Hi all,
I've received some data for a bacterial genome project, where I'll be assembling two de novo genomes of bacteria with expected 4-5 Mbp genomes using PacBio Hifi reads (most reads at ~ 15kb). These two bugs got an entire SMRT cell to themselves and so the expected coverage here is like 2,000-3,000x. This is my first go with prokaryote genome assembly, otherwise have done a few fungi before.
My expected flow is some sanity checks with jellyfish+genomescope, hifiasm, and then annotation, maybe with a prokaryote tweaked funannotate pipeline (we have a little RNAseq data to help there too). (happy to hear about your favorite bacterial genome tools too). I'm taking a look at kmer counts with genomescope right now.
With such massive coverage, the genomescope models fail to converge [kmer=21, read.len=15,000, max.cov=10,000]. But eyeballing what looks like reasonable "true" peaks in that 2-3,000 fold coverage range, I simply dropped anything below 1,000x and got something more familiar. (the 1kb+ title should actually be 1,000x-coverage+, has nothing to do with read length)

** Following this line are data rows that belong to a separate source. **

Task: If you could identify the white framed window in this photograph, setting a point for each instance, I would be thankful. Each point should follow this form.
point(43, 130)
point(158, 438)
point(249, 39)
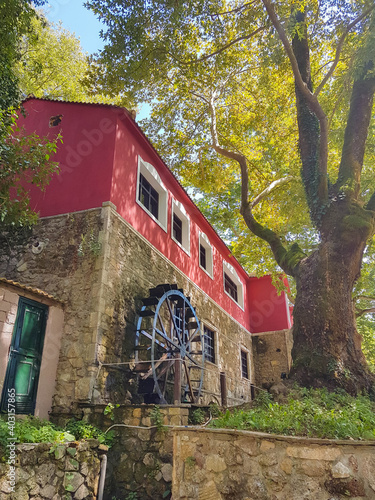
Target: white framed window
point(152, 195)
point(233, 286)
point(180, 231)
point(245, 363)
point(205, 255)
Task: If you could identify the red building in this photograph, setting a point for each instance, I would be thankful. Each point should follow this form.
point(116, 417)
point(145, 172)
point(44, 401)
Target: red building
point(105, 158)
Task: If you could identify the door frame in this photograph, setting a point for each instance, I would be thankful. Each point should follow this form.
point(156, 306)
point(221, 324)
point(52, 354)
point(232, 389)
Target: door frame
point(23, 302)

I've also seen recommendations (from years ago) for BBnorm to perhaps more smartly reduce my input data. Most of what I've seen about over-sequenced genomes was based on short reads and using SPADEs or so. Since I expect to use Hifiasm, that also allows me to introduce a kmer coverage cutoff during assembly to mimic sort of what I did with these genomescope plots.

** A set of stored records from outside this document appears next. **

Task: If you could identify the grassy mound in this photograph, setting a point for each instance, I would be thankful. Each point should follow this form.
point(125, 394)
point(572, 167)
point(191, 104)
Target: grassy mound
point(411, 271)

So my question is, for these data (2k+ coverage pacbio hifi on bacteria) any specific recommendations for managing (reducing) my input data - and - maybe even using it to my advantage somehow? Having so many reads seems like an opportunity to make a very nicely polished and complete assembly.
Thanks!
While someone will have a more informed answer, downsampling (to 100x or less) the data may be a good place to start. Too much data can be a bad thing for assemblies.

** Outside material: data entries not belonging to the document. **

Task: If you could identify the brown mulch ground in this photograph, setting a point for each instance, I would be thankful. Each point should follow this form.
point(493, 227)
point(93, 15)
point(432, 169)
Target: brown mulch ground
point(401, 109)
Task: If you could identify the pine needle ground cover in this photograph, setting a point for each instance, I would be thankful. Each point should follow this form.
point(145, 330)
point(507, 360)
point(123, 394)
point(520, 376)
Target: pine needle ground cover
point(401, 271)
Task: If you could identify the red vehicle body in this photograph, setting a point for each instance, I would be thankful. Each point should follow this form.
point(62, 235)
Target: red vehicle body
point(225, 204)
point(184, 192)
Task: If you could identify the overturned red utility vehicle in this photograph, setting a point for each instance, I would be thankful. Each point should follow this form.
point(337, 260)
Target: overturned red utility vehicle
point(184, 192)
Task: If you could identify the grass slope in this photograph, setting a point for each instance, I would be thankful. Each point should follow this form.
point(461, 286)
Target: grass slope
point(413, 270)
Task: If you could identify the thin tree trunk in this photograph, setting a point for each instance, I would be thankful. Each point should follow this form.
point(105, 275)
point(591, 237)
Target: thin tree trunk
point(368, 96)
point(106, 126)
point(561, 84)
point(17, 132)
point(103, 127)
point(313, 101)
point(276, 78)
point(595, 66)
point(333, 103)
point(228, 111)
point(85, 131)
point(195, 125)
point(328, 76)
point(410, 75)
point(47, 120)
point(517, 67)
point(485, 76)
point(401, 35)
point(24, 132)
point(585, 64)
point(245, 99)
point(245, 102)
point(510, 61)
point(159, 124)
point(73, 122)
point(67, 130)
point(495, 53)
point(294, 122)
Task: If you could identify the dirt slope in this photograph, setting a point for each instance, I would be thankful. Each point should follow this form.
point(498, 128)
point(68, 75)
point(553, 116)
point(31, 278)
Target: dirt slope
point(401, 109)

colindaven is knowledgeable about long reads.
For sure, I think downsampling is the right call. I've been debating on whether to simply do this randomly (seqtk or bbmap should make that easy) or try to squeeze the most out of these reads and implement some minimum length or Q-score type filters to be choosy.
Only that, if read quality isn't random across the genome I can start introducing some weird bias into my assembly probably. I think Canu includes a subsampling step to take a pile of "nice" reads plus random/smaller reads to help with this ... but I've switched over to Hifiasm these days for assembly.